On the critical exponents of random k-SAT
There has been much recent interest in the satisfiability of random
Boolean formulas. A random k-SAT formula is the conjunction of m
random clauses, each of which is the disjunction of k literals (a
variable or its negation). It is known that when the number of
variables n is large, there is a sharp transition from
satisfiability to unsatisfiability; in the case of 2-SAT this
happens when m/n→ 1, for 3-SAT the critical ratio is
thought to be m/n\approx 4.2. The sharpness of this transition is
characterized by a critical exponent, sometimes called ν=νk
(the smaller the value of $\nu$ the sharper the transition).
Experiments have suggested that ν3=1.5± 0.1,
ν4=1.25±0.05, ν5=1.1±0.05, ν6=1.05±0.05, and heuristics have suggested that
νk→ 1 as k→∞.
We give here a simple proof
that each of these exponents is at least 2 (provided the exponent is
well-defined).

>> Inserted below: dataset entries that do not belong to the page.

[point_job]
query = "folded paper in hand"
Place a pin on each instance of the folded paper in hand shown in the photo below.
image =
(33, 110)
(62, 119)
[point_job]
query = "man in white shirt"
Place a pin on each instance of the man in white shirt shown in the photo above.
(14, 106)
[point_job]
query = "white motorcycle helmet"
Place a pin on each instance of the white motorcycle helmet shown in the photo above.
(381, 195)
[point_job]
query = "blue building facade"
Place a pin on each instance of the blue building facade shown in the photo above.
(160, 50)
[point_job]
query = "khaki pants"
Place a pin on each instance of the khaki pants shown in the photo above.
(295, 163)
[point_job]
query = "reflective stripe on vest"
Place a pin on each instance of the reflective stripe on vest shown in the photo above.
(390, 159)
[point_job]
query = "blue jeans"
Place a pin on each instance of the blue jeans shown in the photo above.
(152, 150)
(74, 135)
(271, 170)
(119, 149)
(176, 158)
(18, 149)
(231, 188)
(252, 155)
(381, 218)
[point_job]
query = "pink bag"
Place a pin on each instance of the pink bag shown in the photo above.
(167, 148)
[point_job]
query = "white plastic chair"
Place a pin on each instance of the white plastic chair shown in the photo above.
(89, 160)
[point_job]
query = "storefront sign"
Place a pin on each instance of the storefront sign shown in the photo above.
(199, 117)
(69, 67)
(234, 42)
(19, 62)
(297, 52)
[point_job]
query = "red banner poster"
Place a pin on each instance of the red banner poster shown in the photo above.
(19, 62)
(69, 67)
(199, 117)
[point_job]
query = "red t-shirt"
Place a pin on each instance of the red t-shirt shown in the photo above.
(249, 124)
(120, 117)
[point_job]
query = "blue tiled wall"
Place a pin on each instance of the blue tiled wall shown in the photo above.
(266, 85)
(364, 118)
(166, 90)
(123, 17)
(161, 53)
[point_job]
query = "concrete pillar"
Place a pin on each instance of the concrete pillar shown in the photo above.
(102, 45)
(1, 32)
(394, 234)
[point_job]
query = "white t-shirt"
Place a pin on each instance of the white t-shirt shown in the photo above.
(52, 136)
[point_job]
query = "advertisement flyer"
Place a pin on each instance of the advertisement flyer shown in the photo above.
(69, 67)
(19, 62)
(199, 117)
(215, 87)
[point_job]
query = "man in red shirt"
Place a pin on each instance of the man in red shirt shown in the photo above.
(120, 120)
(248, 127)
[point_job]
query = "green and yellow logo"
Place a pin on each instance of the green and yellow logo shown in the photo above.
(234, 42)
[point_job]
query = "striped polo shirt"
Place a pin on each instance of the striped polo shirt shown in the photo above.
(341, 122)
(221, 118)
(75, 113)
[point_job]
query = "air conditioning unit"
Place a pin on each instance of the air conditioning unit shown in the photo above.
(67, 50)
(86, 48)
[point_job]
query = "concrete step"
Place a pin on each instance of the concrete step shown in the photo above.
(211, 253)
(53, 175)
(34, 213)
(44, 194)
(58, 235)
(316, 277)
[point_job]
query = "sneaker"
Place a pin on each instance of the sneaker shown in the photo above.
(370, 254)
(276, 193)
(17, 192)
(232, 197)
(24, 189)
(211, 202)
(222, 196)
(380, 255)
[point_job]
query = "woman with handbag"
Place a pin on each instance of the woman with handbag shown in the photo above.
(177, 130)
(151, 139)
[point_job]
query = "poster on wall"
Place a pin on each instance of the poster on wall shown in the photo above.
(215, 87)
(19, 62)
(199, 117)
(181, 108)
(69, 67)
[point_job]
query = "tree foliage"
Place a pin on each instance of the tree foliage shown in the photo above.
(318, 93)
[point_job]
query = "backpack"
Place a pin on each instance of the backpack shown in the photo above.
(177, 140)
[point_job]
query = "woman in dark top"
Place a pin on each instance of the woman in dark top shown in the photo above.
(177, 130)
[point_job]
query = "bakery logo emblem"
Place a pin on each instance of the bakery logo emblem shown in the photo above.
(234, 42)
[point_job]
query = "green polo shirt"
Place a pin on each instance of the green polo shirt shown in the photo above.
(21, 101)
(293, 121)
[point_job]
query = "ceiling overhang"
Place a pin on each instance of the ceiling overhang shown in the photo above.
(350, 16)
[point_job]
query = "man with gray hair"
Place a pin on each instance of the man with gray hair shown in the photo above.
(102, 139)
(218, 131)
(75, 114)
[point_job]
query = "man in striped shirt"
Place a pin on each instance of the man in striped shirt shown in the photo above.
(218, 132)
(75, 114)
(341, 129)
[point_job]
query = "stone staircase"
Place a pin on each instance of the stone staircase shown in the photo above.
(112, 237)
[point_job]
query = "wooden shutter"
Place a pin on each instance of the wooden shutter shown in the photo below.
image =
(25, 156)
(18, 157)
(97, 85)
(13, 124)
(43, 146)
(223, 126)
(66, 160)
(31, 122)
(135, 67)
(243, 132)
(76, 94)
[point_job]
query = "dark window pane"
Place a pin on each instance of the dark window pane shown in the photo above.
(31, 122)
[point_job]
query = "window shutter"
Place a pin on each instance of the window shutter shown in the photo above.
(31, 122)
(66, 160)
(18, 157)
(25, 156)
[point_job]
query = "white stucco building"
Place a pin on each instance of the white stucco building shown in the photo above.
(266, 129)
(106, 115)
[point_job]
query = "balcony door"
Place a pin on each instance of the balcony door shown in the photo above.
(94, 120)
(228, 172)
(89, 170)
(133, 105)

This result holds for each of the three standard
ensembles of random k-SAT formulas: m clauses selected uniformly
at random without replacement, m clauses selected uniformly at
random with replacement, and each clause selected with probability
p independent of the other clauses. We also obtain similar results
for q-colorability and the appearance of a q-core in a random
graph.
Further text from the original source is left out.